Bayram arifesinde bulunduğumuz şu günlerde, milyonlarca insanın geçim derdiyle boğuştuğu bir ülkede yaşıyoruz. Asgari ücret net 22.104 TL. En düşük emekli maaşı ise 14.469 TL. Türkiye’de yaklaşık 20 milyon özel sektör çalışanı asgari ücretle geçinmeye çalışıyor. 15 milyona yakın emekli de aynı düşük gelirle yaşam savaşı veriyor.
Bu tablo gözümüzün önündeyken, belediyeler ile sendikalar arasında yaşanan maaş anlaşmazlıkları elbette halkın tepkisini çekiyor. Burada bir yanlış anlaşılma olmasın: Kurallara uygun şekilde istihdam edilen ve kamu hizmeti veren belediye çalışanlarının yoksulluk sınırının üstünde maaş alması en doğal hakkıdır. Ancak asıl sorgulanması gereken başka konular var ve bazı sorular cevap bekliyor:
Sendikalar gerçekten her zaman işçinin yanında mı?
Sendikaların yapısı, bugünün emekçi gerçeklerine ne kadar karşılık veriyor?
Sendika yöneticiliği ve işyerlerinde tanınan haklar adil mi?
Sendika yönetiminde neden süre ve denetim sınırlamaları yok?
Toplu iş sözleşmelerine (TİS) emekli olan çalışanın yerine çocuğu ya da önerdiği kişiyi işe alma şartı konulması hangi demokratik ilkeye sığıyor?
Sendikalar, sadece işçiyi değil işyerini ve kurumun geleceğini de korumak zorunda değil mi?

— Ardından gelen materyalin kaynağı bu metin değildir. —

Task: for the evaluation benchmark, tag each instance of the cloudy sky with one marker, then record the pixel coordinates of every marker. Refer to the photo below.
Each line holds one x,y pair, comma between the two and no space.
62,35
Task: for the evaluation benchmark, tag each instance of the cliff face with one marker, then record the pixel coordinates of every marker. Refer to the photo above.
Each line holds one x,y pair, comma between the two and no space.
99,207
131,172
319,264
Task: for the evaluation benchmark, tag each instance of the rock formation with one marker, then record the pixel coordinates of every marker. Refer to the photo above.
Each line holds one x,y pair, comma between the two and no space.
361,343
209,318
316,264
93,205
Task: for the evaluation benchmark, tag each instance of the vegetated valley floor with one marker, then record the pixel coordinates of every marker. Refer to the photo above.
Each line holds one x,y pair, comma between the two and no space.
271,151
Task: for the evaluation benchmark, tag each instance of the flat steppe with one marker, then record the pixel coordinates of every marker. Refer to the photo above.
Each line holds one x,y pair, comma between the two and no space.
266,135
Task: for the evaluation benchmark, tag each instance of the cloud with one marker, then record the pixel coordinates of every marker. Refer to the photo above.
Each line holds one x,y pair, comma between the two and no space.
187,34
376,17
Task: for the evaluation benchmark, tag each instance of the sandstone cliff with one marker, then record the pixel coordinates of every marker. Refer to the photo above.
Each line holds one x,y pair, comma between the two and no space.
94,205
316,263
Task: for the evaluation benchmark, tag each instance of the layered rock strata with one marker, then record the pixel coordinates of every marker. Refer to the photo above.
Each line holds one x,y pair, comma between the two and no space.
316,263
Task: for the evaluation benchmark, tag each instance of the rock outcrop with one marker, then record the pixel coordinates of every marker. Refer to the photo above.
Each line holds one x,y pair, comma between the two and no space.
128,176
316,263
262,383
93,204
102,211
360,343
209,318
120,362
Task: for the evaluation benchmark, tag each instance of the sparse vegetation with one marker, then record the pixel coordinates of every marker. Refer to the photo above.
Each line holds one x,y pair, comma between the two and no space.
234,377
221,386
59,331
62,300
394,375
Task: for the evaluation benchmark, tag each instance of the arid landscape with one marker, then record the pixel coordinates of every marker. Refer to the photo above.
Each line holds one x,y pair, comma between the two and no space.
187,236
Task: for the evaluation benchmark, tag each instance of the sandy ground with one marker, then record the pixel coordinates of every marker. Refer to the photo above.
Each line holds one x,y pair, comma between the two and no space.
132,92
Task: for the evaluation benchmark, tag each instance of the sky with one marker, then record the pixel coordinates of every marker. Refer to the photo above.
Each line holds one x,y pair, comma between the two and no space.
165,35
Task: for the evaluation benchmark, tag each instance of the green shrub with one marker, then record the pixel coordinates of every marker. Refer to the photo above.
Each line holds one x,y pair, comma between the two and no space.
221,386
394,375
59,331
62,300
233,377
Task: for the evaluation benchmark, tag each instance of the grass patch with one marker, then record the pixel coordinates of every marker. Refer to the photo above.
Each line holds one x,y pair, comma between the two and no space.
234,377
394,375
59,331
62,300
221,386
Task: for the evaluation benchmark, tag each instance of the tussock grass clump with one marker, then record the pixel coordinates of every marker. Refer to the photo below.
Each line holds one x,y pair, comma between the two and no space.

Sendikalar, siyasetçilerin kişisel hesaplarına karşı neden sessiz? Örneğin seçimden sadece dört gün önce imzalanan TİS anlaşması neden eleştirilmedi? Yeni seçilen başkanla masaya oturmak daha etik olmaz mıydı?
Siyasiler, seçim öncesi belediyelerin kadrolarını kişisel hırslarıyla doldururken sendikalar neden sessiz kaldı?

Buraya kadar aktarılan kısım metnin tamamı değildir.